Hernandez-Fuentes’s prior convictions, rather than with his employment record. But

plainly the court was not concerned only with the former. It is clear that both the

prior convictions and the perceived lack of employment factored significantly into

the court’s decision. The court flowed immediately from one to the other in giving

its reasons why it was not being more “sympathetic” to Hernandez-Fuentes. The

court also stated that it was “not going to vary downward in this case” because there

were “3553(a) factors that certainly do not mitigate in the defendant’s favor, and

those are the factors”—factors, in the plural—“that I put on the record.” The only

negative factors to which the court pointed were Hernandez-Fuentes’s prior

convictions and his employment history in the United States. This Court has

previously found prejudice when an error is one of multiple factors leading a court

to impose a particular sentence. See, e.g., Tapia, 665 F.3d at 1061–62 (erroneous

consideration of Tapia’s correctional and rehabilitative needs as one of several

sentencing factors affected substantial rights).    Indeed, the sentencing statute

explicitly “contemplates that multiple ‘factors’ will have an impact on a district

court’s determination of the length of an offender’s sentence.” Id. at 1062. Here,

there are numerous indications in the record that Hernandez-Fuentes’s employment

history in America played a role in the court’s sentencing decision.

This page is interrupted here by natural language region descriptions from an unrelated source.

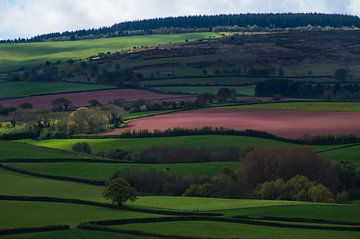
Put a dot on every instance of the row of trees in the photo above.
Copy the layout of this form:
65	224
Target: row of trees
283	20
299	89
269	173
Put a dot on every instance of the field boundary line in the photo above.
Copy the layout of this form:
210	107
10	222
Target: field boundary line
101	204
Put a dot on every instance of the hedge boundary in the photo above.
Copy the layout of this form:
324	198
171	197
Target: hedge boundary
105	205
34	229
256	222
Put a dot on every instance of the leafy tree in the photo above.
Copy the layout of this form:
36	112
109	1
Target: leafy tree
61	104
82	147
119	191
341	74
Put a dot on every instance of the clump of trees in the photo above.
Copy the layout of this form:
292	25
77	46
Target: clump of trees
298	188
299	89
119	191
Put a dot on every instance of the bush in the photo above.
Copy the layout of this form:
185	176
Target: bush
298	188
82	147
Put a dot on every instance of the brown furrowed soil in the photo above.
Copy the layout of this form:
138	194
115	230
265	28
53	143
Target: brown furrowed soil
289	124
82	98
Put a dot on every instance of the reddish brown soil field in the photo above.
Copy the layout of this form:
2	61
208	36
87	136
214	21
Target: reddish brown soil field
82	98
289	124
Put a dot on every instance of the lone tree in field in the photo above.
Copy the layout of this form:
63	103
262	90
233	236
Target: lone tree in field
341	74
119	191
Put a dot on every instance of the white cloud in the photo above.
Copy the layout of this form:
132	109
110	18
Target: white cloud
30	17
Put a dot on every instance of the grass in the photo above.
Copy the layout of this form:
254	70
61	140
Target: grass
138	115
205	229
12	89
19	185
14	56
241	90
305	106
13	150
75	234
204	204
203	141
329	212
105	171
33	214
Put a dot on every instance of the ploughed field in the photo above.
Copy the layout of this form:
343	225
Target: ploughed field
82	98
289	124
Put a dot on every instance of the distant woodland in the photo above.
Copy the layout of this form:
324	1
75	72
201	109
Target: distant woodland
204	23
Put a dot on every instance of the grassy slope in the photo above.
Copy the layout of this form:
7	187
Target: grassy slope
100	145
12	150
203	204
74	234
22	54
241	90
33	214
105	171
20	185
236	230
11	89
330	212
310	106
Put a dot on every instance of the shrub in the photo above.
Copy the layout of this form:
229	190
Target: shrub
82	147
119	191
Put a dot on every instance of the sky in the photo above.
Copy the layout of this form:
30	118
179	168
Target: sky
26	18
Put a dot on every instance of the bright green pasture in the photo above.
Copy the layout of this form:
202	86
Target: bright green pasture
22	185
204	204
22	54
11	89
304	106
330	212
13	150
241	90
134	144
74	234
34	214
105	171
203	229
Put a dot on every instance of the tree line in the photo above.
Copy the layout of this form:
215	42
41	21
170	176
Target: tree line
203	22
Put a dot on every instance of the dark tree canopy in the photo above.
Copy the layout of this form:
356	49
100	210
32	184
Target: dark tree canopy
281	20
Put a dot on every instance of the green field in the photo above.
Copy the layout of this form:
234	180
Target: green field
196	90
34	214
131	144
15	89
14	56
105	171
12	150
75	234
204	204
329	212
305	106
204	229
20	185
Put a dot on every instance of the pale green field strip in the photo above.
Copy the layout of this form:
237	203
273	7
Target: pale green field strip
14	184
304	106
204	204
136	144
104	171
75	234
12	89
15	214
22	54
204	229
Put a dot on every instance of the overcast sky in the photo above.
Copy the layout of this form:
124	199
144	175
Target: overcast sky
25	18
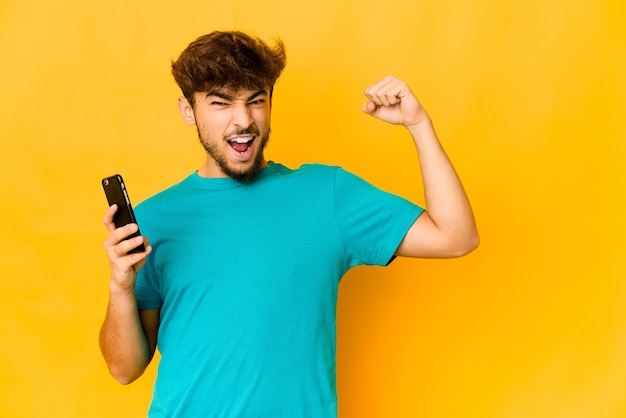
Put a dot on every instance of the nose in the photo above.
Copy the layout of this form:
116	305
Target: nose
242	115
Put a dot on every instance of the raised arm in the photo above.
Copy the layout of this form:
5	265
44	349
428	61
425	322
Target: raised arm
128	336
447	228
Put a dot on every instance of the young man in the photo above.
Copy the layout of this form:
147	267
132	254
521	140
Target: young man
238	288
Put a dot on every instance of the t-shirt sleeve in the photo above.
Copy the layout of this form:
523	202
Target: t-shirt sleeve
371	222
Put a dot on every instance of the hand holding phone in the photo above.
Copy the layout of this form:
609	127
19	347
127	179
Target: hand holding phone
116	193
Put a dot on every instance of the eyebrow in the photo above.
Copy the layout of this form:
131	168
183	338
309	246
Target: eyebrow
226	96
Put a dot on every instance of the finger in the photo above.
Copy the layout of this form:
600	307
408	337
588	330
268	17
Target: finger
120	234
126	245
108	218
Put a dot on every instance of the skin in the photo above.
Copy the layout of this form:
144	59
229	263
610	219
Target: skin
446	229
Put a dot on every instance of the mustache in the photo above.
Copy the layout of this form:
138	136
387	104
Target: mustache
252	130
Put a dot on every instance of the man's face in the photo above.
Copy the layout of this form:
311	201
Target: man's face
234	128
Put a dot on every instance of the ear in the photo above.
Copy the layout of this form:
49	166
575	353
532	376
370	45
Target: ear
186	111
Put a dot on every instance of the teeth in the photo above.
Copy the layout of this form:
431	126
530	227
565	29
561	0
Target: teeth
241	140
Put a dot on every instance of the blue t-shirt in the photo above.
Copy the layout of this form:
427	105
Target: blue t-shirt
246	277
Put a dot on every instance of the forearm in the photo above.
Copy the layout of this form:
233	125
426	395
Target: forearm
123	341
446	201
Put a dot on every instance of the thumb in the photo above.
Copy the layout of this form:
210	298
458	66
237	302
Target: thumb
369	108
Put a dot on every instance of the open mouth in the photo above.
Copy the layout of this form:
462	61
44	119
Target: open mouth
241	144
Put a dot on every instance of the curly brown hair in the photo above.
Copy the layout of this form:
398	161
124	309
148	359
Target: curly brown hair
232	60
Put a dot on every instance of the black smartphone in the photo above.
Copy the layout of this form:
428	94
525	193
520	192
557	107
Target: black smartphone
116	193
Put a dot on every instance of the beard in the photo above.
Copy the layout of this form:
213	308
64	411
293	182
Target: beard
244	175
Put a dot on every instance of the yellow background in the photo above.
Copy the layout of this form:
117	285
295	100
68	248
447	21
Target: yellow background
528	98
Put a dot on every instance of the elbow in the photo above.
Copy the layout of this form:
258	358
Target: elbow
124	377
466	245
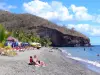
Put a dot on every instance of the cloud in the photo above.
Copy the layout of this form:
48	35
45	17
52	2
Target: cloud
4	6
97	19
87	29
54	11
81	13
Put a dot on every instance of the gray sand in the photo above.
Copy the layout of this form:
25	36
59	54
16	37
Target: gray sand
57	64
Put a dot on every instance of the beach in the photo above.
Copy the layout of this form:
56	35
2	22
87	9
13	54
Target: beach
56	64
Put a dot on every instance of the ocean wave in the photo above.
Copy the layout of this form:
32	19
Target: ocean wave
94	63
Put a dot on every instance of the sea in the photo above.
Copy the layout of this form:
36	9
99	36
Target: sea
89	56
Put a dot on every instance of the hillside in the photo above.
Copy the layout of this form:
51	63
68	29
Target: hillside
60	36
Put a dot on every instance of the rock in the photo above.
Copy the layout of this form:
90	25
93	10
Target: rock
60	36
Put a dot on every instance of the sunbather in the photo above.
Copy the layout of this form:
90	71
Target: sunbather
31	61
38	62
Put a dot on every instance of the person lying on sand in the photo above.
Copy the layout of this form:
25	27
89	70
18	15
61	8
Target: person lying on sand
38	62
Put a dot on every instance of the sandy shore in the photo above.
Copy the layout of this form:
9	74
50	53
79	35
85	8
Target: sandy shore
57	64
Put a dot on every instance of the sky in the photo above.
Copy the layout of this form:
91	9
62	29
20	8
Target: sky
83	15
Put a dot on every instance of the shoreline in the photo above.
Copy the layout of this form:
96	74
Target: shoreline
83	62
57	64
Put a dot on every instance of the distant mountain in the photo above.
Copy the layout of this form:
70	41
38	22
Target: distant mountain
60	36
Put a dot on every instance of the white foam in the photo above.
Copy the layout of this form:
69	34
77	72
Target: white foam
95	63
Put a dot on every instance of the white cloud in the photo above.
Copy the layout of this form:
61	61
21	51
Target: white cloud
4	6
97	19
81	13
87	29
52	11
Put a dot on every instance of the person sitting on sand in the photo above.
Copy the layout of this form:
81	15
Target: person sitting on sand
38	62
31	61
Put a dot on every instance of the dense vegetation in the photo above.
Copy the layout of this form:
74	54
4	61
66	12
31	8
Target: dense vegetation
39	28
22	36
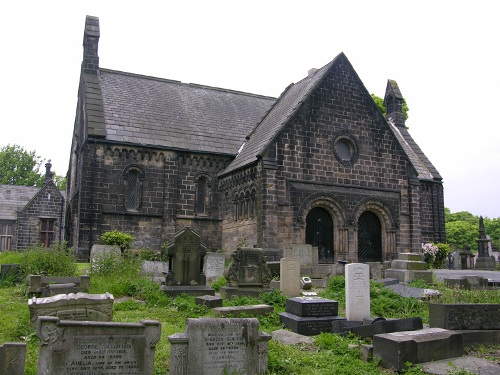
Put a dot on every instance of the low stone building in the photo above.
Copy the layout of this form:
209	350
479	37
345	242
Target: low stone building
31	215
319	165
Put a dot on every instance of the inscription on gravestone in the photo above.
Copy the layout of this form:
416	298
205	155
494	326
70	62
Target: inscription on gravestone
97	348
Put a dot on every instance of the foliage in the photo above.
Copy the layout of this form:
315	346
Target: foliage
58	260
20	167
435	254
117	238
379	102
217	284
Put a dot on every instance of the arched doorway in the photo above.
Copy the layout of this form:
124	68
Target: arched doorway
369	238
319	233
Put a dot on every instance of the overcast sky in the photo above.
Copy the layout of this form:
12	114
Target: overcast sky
443	54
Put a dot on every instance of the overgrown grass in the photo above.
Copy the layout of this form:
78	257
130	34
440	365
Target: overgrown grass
138	298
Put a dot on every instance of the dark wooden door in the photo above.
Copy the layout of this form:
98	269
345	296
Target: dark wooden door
369	238
319	233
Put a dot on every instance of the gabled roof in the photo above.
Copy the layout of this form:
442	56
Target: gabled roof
13	198
278	116
169	114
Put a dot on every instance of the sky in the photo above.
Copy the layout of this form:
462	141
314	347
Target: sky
444	55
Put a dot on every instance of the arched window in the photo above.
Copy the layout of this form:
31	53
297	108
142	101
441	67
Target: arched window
202	196
133	177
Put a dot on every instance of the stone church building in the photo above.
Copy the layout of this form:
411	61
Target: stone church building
318	165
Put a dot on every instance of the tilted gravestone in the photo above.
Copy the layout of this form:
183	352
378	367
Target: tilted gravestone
357	291
247	274
12	358
397	349
72	347
79	306
290	277
217	346
310	316
214	266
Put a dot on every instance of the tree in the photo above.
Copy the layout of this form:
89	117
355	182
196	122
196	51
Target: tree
20	167
380	104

                                         3
      Even granting that the district court’s incorrect view of Hernandez-Fuentes’s

employment history was the lesser of the two factors the court considered, the error

was still prejudicial. “This court has held that the [reasonable probability] standard

can be met even without direct evidence of what sentence would have been imposed

if not for the district court’s error.” Id. at 1061. And, indeed, “[w]e have held that

when a plain error may have led to a sentence that was one month longer than

necessary, even within the Sentencing Guidelines, that error ‘affects substantial

rights.’” Joseph, 716 F.3d at 1280 (quoting United States v. Hammons, 558 F.3d
1100, 1106 (9th Cir. 2009)).      Here, the district court’s erroneous belief that

Hernandez-Fuentes did not work during his long residence in the United States

appears to have given it the false impression that Hernandez-Fuentes contributed

only negatively to society while in this country. That view factored into the decision

not to vary downward from the Guidelines, and thus “could easily have . . . led the

district court to impose an additional one month of imprisonment” over what it might

otherwise have done. Hammons, 558 F.3d at 1106.

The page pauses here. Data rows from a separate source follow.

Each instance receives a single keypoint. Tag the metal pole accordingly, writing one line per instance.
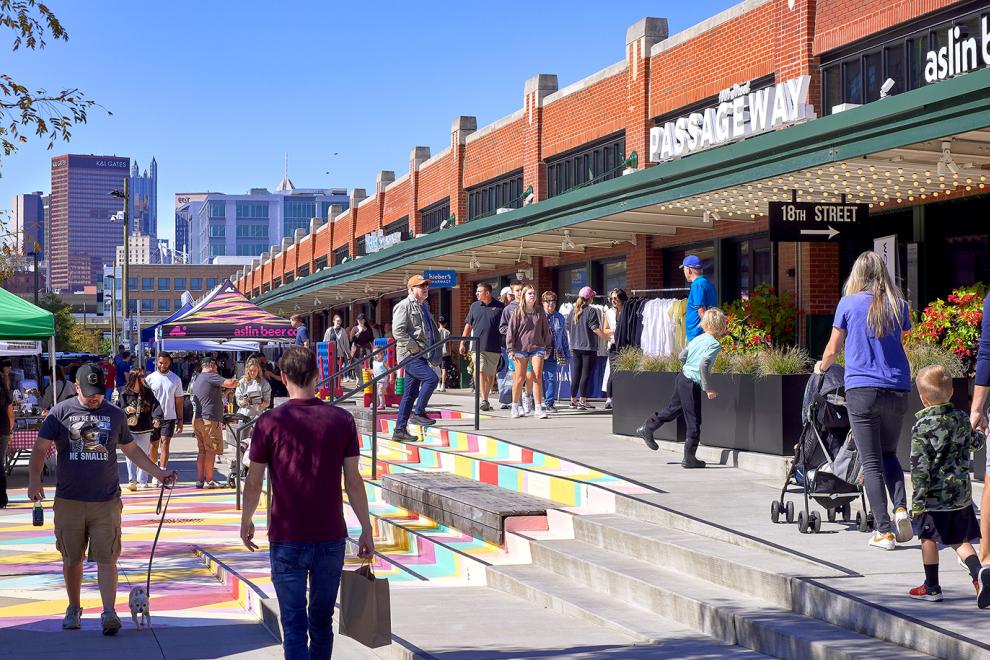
(477, 384)
(124, 271)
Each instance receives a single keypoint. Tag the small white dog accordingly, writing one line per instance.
(138, 602)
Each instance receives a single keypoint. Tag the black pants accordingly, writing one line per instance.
(685, 400)
(584, 367)
(875, 416)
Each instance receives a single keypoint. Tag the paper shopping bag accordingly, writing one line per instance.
(365, 609)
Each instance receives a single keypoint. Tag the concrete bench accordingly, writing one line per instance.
(479, 509)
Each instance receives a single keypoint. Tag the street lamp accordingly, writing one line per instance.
(123, 274)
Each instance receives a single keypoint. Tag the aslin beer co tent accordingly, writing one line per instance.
(224, 315)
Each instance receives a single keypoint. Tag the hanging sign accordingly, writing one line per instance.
(817, 222)
(739, 114)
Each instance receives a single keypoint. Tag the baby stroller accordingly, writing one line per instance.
(826, 464)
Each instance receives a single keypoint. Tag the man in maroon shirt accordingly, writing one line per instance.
(306, 444)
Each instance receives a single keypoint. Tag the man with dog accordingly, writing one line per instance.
(87, 430)
(306, 444)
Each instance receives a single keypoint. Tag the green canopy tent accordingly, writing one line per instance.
(20, 320)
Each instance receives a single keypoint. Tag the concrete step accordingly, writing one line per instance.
(719, 612)
(557, 593)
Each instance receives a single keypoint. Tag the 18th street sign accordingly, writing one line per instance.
(817, 221)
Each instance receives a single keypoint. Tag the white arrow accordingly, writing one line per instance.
(831, 233)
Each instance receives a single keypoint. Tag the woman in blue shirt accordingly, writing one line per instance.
(869, 321)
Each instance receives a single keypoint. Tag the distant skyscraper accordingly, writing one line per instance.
(82, 237)
(144, 199)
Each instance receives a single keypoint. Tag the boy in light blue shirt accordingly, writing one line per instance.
(698, 357)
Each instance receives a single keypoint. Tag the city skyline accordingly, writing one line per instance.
(230, 147)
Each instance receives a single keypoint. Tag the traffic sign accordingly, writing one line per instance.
(818, 222)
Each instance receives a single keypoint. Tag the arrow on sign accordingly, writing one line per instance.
(831, 233)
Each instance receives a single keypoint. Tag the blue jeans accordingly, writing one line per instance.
(549, 382)
(320, 562)
(420, 383)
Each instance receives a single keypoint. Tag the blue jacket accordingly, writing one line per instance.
(558, 329)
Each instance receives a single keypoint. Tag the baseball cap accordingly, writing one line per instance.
(89, 380)
(416, 280)
(691, 261)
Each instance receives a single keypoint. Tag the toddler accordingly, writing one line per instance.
(942, 442)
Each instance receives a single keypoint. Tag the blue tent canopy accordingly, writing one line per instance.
(148, 334)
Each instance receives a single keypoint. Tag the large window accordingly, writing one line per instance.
(434, 215)
(592, 163)
(504, 192)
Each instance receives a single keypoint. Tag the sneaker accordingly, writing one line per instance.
(882, 540)
(73, 616)
(692, 463)
(983, 588)
(924, 593)
(110, 622)
(647, 435)
(902, 523)
(421, 420)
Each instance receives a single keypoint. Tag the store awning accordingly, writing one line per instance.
(877, 154)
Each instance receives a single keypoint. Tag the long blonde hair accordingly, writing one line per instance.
(869, 274)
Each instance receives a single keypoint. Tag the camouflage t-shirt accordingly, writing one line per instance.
(942, 443)
(86, 441)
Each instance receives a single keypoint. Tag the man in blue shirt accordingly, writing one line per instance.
(701, 297)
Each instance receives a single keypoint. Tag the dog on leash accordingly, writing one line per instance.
(138, 602)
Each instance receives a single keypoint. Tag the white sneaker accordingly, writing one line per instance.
(902, 522)
(882, 541)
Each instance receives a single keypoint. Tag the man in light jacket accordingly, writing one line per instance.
(414, 332)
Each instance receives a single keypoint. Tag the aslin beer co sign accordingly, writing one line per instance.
(740, 113)
(817, 222)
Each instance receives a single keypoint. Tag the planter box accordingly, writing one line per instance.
(750, 414)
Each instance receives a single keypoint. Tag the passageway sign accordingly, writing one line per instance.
(817, 222)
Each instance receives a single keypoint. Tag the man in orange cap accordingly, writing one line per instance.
(415, 332)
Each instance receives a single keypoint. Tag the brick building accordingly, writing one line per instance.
(579, 185)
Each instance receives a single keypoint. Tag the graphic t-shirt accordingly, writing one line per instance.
(86, 441)
(304, 443)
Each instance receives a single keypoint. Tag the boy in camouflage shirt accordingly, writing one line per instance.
(942, 443)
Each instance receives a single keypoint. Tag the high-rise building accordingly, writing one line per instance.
(247, 225)
(82, 237)
(144, 199)
(187, 205)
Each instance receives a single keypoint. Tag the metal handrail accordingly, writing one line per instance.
(238, 434)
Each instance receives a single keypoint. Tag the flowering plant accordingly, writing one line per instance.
(954, 323)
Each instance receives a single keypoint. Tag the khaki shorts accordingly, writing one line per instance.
(209, 437)
(96, 524)
(489, 363)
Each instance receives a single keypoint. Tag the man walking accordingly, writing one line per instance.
(701, 297)
(208, 407)
(168, 390)
(302, 334)
(87, 430)
(414, 332)
(307, 533)
(560, 352)
(483, 322)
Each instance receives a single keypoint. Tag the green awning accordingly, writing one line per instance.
(19, 319)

      Because the district court’s sentencing error “seriously affects the fairness,

integrity, or public reputation of judicial proceedings,” we should remand for

resentencing. Joseph, 716 F.3d at 1277 (citation and internal quotation marks

omitted). This Court has been particularly willing to exercise its discretion in the

sentencing context. See United States v. Castillo-Casiano, 198 F.3d 787, 792 (9th

                                          4
Cir. 1999), amended, 204 F.3d 1257 (9th Cir. 2000). True, most of the cases in

which this Court has remanded for resentencing have involved legal errors. See,

e.g., United States v. Scott, 626 F. App’x 722, 725 (9th Cir. 2015) (Guidelines

calculation); Joseph, 716 F.3d at 1281 (discretion to impose concurrent sentences);

Tapia, 665 F.3d at 1061–63 (impermissible consideration of sentencing factor). But

the rationales underlying the remands in those cases—that defendants should not

serve longer sentences based on mistakes that were not their own, and that

sentencing errors are easy to correct, see Castillo-Casiano, 198 F.3d at 792—apply

just as strongly to the plain factual error here.

      On this issue, therefore, I respectfully dissent.